Genesis 12:1-3

Genesis 12:1-3 

“Now the Lord said to Abram, ‘Get out of your country, from your kindred and from your father’s house, to a land I will show you. I will make you a great nation: I will bless you and make your name great; and you shall be a blessing. I will bless those who bless you, and curse those who curse you; and in you all the tribes of the earth will be blessed.’” (OSB) 

 

Terah, Abram’s father, had already moved his family from Ur of the Chaldeans to Haran, a city at the northern tip of the Euphrates River, when Abram received the divine call to depart for Canaan—altogether a migration of around 1000 miles.  Humanity’s “eastward” exile is, it seems, beginning to be reversed in the family of Abraham’s return. In Genesis 11:30, the narrator of Genesis has also given us an important piece of information that sets up much of the drama to come in Abraham’s life: “Now Sarai was barren, and had no child.” Can life come from this “death”? Will Sarah be released from her “exile” (cf. Isa 54:1)? Will there be a “seed of the woman” to bruise the head of the serpent (Gen 3:15)?  

Genesis 12:1-3 is God’s promise to Abram, which precedes the covenant which will be made in Genesis 15, then sealed in the sign of circumcision in Genesis 17 when Abram’s name is changed to “Abraham” and Sarai to “Sarah,” and then “endangered” in the offering of Isaac in Genesis 22. This promise has three interrelated parts: 

1.Descendants: “I will make you a great nation” 

2.Relationship/Blessing: “I will bless you … and you shall be a blessing” 

3.Land: “[Go] to a land I will show you. … To your seed I will give this land” (Gen 12:1, 7) 

These three aspects chart plot-lines that will be developed across the story of the Pentateuch. The promise of descendants will be largely resolved in the book of Genesis, for as we enter the book of Exodus we find Israel’s family fulfilling the creation mandate of Gen 1:26-28: they are multiplying and filling the land/earth (Exod 1:7). The promise of relationship/blessing will be most clearly defined in Exodus and Leviticus, when God saves His people, forgives them (Exod 32-34), and gives them directions on how to worship Him, to ensure His presence among them, unto blessing and not cursing (Lev 26). The promise of land, anticipated in Abraham’s purchase of a burial plot for Sarah (Gen 23), is always in the background of the story as Israel’s ultimate destination (e.g., Exod 15:17-18), yet becomes most clearly the concern in the book of Numbers as Israel takes shape as a “military community” moving towards the land. All three lines merge in Deuteronomy which functions as the hinge between the Pentateuch and the rest of Israel’s story. 

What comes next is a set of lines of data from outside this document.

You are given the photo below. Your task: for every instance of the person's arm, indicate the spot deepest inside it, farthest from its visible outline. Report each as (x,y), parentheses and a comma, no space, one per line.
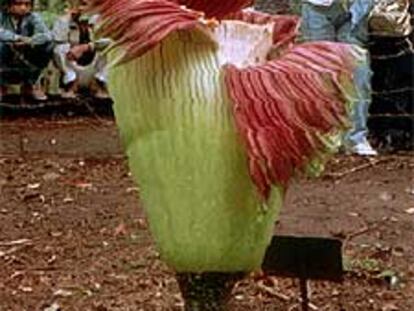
(60,31)
(6,35)
(41,33)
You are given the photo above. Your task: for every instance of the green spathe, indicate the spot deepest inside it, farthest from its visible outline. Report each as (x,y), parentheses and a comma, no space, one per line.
(175,118)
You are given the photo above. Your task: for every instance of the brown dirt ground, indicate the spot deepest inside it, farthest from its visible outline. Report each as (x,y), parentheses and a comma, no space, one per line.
(72,233)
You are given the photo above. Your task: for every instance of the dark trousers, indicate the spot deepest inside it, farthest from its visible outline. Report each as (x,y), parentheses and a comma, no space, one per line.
(23,64)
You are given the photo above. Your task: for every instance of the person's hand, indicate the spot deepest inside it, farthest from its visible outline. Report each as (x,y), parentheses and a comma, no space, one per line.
(77,51)
(22,41)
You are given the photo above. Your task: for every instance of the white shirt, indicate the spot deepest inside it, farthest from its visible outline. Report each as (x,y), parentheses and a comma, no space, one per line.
(321,2)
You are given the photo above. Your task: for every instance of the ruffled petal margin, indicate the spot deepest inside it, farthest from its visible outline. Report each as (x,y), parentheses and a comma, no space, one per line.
(285,109)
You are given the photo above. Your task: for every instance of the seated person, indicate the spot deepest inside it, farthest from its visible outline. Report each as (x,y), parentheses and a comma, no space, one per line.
(77,55)
(25,48)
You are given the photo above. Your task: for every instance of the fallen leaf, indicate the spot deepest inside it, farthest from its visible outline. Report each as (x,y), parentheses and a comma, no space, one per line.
(62,293)
(53,307)
(33,186)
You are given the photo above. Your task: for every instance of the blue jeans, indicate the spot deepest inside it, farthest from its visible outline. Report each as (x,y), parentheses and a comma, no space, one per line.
(24,64)
(336,23)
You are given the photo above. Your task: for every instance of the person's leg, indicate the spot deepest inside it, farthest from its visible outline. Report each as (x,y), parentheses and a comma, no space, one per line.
(36,59)
(100,75)
(354,31)
(356,138)
(9,70)
(316,24)
(65,67)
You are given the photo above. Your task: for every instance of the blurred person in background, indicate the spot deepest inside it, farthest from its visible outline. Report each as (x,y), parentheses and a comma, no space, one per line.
(346,21)
(25,48)
(77,55)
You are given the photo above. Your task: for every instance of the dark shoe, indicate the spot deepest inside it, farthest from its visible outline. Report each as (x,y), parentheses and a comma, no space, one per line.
(100,91)
(70,91)
(34,92)
(3,92)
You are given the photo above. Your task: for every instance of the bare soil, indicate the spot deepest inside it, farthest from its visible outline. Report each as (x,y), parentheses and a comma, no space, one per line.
(73,235)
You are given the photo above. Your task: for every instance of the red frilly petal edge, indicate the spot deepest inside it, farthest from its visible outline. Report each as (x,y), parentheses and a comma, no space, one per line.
(139,25)
(283,108)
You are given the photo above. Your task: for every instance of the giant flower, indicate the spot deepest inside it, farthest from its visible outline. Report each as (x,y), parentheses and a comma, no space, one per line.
(218,108)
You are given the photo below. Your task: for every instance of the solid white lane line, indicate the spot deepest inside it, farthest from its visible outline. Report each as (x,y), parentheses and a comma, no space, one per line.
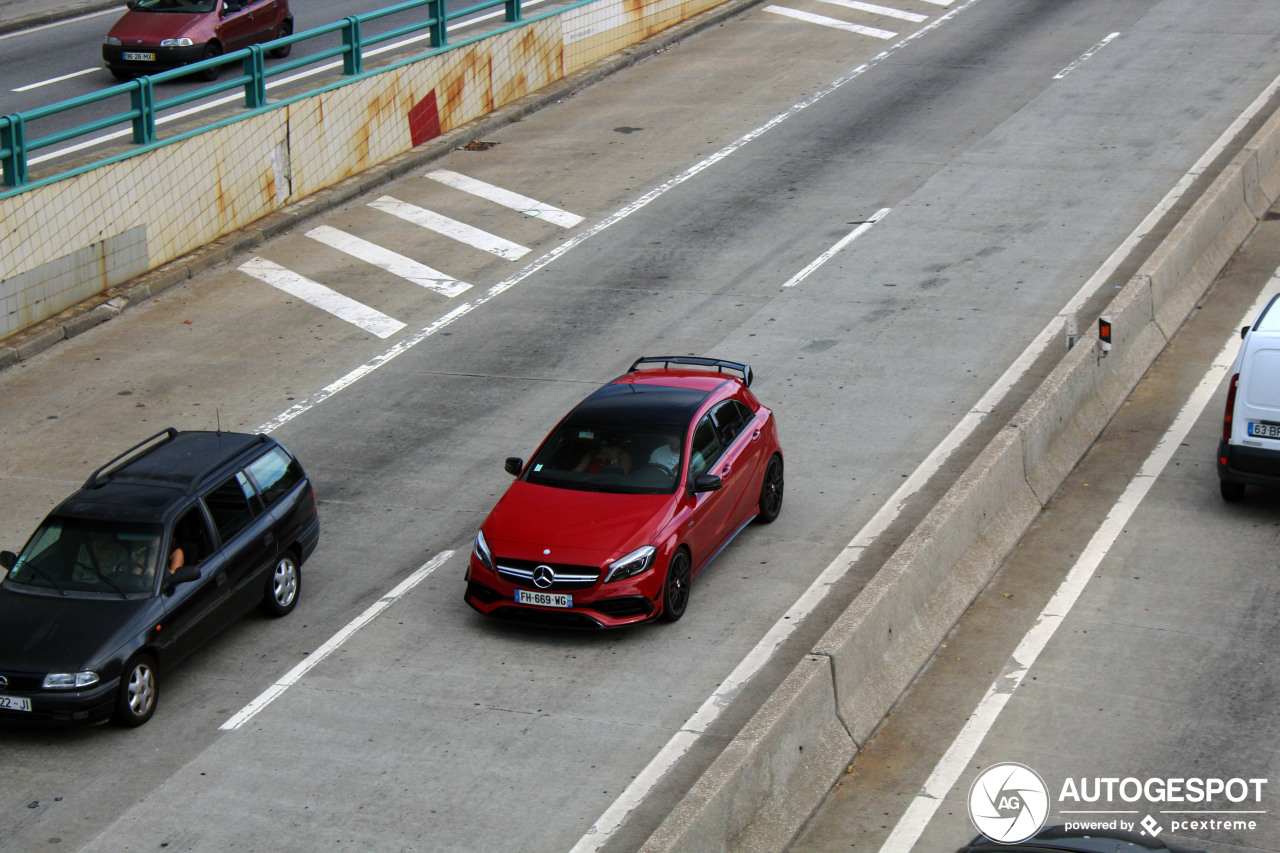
(959,755)
(114,10)
(393,263)
(880,10)
(321,297)
(1086,56)
(332,644)
(835,23)
(55,80)
(513,200)
(831,252)
(458,231)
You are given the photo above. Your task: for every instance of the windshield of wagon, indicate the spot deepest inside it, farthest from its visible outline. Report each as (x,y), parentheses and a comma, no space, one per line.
(593,457)
(188,7)
(74,555)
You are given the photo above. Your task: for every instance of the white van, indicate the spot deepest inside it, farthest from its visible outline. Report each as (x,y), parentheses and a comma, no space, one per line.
(1249,451)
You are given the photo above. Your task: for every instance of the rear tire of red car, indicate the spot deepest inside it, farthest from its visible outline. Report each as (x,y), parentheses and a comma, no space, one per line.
(211,50)
(1232,492)
(283,585)
(675,587)
(283,31)
(138,694)
(771,491)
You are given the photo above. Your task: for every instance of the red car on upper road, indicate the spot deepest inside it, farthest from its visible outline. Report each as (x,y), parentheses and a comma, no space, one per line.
(631,496)
(155,35)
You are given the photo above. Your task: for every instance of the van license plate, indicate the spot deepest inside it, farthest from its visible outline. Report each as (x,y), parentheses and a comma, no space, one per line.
(1264,430)
(544,600)
(14,703)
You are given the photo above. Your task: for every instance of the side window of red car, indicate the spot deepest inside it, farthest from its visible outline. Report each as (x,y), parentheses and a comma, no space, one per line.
(705,447)
(730,418)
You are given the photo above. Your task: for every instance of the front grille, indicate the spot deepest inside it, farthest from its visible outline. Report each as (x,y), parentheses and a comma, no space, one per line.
(521,573)
(22,682)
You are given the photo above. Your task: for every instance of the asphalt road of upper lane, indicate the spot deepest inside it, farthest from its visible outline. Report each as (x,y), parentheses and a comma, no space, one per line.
(708,179)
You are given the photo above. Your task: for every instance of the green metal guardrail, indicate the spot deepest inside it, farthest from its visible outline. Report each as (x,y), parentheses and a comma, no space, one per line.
(16,147)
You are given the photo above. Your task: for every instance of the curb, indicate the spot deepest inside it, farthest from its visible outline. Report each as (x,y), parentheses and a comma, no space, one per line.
(762,789)
(87,314)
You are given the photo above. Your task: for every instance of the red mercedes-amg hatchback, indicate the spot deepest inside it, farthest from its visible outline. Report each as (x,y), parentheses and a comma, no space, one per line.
(631,496)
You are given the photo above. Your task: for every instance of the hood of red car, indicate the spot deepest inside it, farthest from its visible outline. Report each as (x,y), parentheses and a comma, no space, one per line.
(150,27)
(567,521)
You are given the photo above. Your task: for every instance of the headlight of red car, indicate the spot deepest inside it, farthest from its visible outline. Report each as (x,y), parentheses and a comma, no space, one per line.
(483,552)
(631,565)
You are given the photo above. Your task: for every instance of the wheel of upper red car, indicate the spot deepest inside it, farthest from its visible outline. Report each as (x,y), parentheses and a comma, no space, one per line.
(771,491)
(675,587)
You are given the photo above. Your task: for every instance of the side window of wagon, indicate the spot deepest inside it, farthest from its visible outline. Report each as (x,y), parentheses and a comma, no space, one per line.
(275,474)
(232,505)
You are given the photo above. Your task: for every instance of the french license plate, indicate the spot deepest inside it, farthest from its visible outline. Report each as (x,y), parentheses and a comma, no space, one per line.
(544,600)
(14,703)
(1264,430)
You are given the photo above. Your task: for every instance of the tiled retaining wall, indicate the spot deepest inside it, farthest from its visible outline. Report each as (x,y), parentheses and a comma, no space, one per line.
(72,240)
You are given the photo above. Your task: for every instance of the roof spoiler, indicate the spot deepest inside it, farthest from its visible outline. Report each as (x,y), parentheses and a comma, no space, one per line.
(168,434)
(721,366)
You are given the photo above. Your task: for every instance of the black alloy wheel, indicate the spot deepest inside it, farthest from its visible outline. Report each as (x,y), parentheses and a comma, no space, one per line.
(675,587)
(771,491)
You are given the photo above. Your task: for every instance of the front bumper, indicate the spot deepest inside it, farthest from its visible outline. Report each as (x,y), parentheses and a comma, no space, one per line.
(165,58)
(616,605)
(64,707)
(1248,465)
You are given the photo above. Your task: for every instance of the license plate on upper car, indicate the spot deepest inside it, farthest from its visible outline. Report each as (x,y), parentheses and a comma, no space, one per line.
(1264,430)
(544,600)
(14,703)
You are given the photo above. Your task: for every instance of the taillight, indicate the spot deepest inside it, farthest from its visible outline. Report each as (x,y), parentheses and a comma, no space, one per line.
(1230,409)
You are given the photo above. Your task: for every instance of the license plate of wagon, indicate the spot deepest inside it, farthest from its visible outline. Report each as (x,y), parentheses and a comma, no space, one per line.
(544,600)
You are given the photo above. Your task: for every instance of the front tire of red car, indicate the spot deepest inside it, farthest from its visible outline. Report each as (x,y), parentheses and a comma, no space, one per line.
(138,694)
(675,587)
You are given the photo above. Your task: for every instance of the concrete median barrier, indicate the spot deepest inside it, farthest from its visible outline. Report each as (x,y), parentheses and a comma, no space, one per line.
(757,794)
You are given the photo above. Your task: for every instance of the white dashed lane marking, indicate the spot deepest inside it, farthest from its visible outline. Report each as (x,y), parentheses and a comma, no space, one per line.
(393,263)
(504,197)
(452,228)
(321,297)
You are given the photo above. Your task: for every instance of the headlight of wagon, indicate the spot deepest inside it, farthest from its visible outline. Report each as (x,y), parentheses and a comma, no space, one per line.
(69,680)
(631,565)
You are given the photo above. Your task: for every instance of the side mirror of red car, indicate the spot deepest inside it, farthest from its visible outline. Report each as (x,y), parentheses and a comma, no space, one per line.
(707,483)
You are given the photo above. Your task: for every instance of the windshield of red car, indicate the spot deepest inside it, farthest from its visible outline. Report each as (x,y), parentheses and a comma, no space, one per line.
(76,555)
(187,7)
(592,457)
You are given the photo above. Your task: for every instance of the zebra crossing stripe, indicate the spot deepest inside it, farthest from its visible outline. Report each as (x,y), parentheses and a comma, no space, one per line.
(880,10)
(504,197)
(831,22)
(396,264)
(321,297)
(453,228)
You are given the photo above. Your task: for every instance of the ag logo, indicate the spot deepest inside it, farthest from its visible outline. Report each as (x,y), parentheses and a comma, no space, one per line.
(1008,802)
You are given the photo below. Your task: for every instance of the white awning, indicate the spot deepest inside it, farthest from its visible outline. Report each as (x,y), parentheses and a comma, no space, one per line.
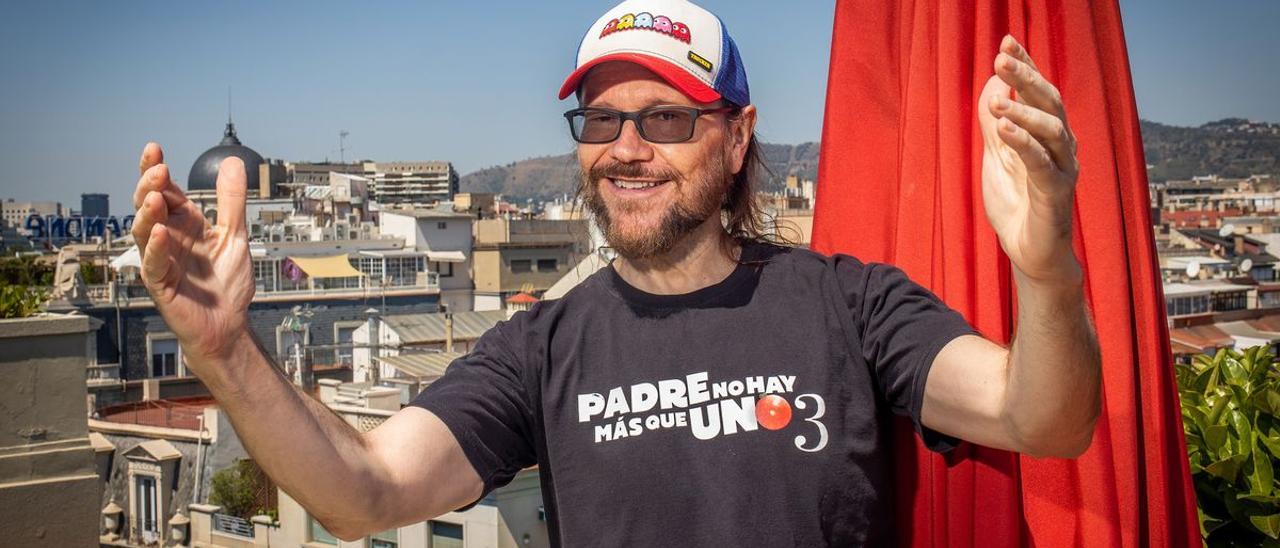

In Genesis 12, we already see Abraham’s defining quality—his πστις, faith/faithfulness, which will soon be “reckoned unto him for righteousness” (Gen 15:6) before circumcision enters the picture as St. Paul will later emphasize (Galatians 3). Receiving the promise in Haran, Abram immediately sets out for the land of Canaan, “leaving his own country” and his “father’s house” (like the Queen Mother of Ps 44:11 [45:10]). Following St. Paul, the Fathers see in this the paradigm for our baptismal departure from our native land and death to natural kinship ties—both according to the flesh and, in spiritual terms, according to our devilish paternity (Jn 8:44) and the “family” of the vices associated with the “flesh”—unto our new life in Christ, our new homeland, the heavenly Kingdom, and our new kindred, the virtues (see ACC Genesis 12-50, pp. 1-4).